La maladie a pour lui un caractère offensant, maintenant que le charme de l’Afrique a cessé d’exister. Ce métier qu’il a exercé dans l’enthousiasme devient peu à peu accablant, dans la chaleur, l’humidité de la rivière, la solitude du bout du monde. La proximité de la souffrance le fatigue : tous ces corps brûlants de fièvre, ces ventres distendus de cancéreux, ces jambes rongées d’ulcères, déformées par l’éléphantiasis, ces visages mangés par la lèpre ou la syphilis, ces femmes déchirées par les accouchements, ces enfants vieillis par les carences, leur peau grise comme un parchemin, leurs cheveux couleur de rouille, leurs yeux agrandis à l’approche de la mort.
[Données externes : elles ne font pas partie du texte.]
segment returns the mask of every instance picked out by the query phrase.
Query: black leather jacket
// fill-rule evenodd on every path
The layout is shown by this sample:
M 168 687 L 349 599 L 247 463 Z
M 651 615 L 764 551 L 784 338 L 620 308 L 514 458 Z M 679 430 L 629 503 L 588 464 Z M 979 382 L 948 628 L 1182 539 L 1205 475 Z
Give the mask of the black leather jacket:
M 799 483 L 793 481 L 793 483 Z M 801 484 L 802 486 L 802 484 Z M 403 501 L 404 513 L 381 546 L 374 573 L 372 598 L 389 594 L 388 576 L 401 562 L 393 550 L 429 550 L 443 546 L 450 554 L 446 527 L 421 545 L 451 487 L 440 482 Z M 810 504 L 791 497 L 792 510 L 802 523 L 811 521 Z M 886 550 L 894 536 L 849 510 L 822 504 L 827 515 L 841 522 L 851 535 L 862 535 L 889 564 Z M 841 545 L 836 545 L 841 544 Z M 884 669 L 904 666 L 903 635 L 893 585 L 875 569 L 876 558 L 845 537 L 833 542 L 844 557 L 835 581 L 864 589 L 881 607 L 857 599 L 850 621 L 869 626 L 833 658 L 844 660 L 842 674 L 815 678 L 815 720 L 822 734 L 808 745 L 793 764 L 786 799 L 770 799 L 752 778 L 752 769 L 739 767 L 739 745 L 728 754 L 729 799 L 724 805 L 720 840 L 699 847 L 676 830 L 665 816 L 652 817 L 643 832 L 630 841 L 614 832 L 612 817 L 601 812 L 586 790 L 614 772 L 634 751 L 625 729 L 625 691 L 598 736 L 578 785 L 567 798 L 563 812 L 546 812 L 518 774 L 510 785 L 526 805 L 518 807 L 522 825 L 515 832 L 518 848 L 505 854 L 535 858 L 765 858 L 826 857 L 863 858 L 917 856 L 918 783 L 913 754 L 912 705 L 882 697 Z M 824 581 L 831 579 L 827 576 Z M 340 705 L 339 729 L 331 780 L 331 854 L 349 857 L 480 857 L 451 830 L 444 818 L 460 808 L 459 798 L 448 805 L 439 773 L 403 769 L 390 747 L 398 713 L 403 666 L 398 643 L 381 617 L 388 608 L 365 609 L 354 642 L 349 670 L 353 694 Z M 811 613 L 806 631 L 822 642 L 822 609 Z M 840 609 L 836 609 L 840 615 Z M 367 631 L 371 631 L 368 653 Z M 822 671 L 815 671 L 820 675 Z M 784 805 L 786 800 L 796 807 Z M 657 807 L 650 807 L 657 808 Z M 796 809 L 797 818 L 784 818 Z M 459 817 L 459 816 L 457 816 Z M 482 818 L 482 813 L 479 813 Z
Longtemps après, il me parle de ces choses terribles qu’il fallait affronter, chaque jour, comme si c’était la même séquence qui recommençait : une vieille femme rendue démente par l’urémie, qu’il faut ligoter sur son lit, un homme à qui il enlève un ténia si long qu’il doit l’enrouler autour d’un bâton, une jeune femme qu’il va amputer à cause de la gangrène, une autre qu’on lui amène mourant de variole, le visage gonflé et couvert de blessures. La proximité physique avec ce pays, ce sentiment que seul procure le contact avec l’humanité dans toute sa réalité souffrante, l’odeur de la peau, la sueur, le sang, la douleur, l’espoir, la petite flamme de lumière qui s’allume parfois dans le regard d’un malade, lorsque la fièvre s’éloigne, ou cette seconde infinie durant laquelle le médecin voit s’éteindre la vie sur la pupille d’un agonisant — tout cela qui l’avait emporté, électrisé au commencement, quand il naviguait sur les fleuves de Guyane, quand il marchait sur les sentiers de montagne du haut pays camerounais, tout cela est remis en question à Ogoja, à cause de la désespérante usure des jours, dans un pessimisme inexprimé, parce qu’il constate l’impossibilité d’aller au bout de sa tâche.

вернуться

2

La réputation de douceur des gens de la région de Banso pourrait difficilement être généralisée au reste de l’ouest du Cameroun. Dans une étude consacrée au peuple wiya de la province de Bamenda, le docteur Jeffries rapporte les atrocités dans la guerre qui les oppose depuis toujours aux Foulanis de Kishong : lorsque ces derniers capturent un Wiya, ils lui coupent les oreilles et tranchent ses deux bras à hauteur des coudes et, cousant ensemble les paumes, fabriquent ainsi une manière de collier qu’ils passent autour du cou du malheureux avant de le renvoyer à son village. Les armées d’occupation française et britannique tentèrent vainement de s’opposer à de telles exactions, aujourd’hui résurgentes dans certains pays d’Afrique de l’Ouest, comme le Liberia.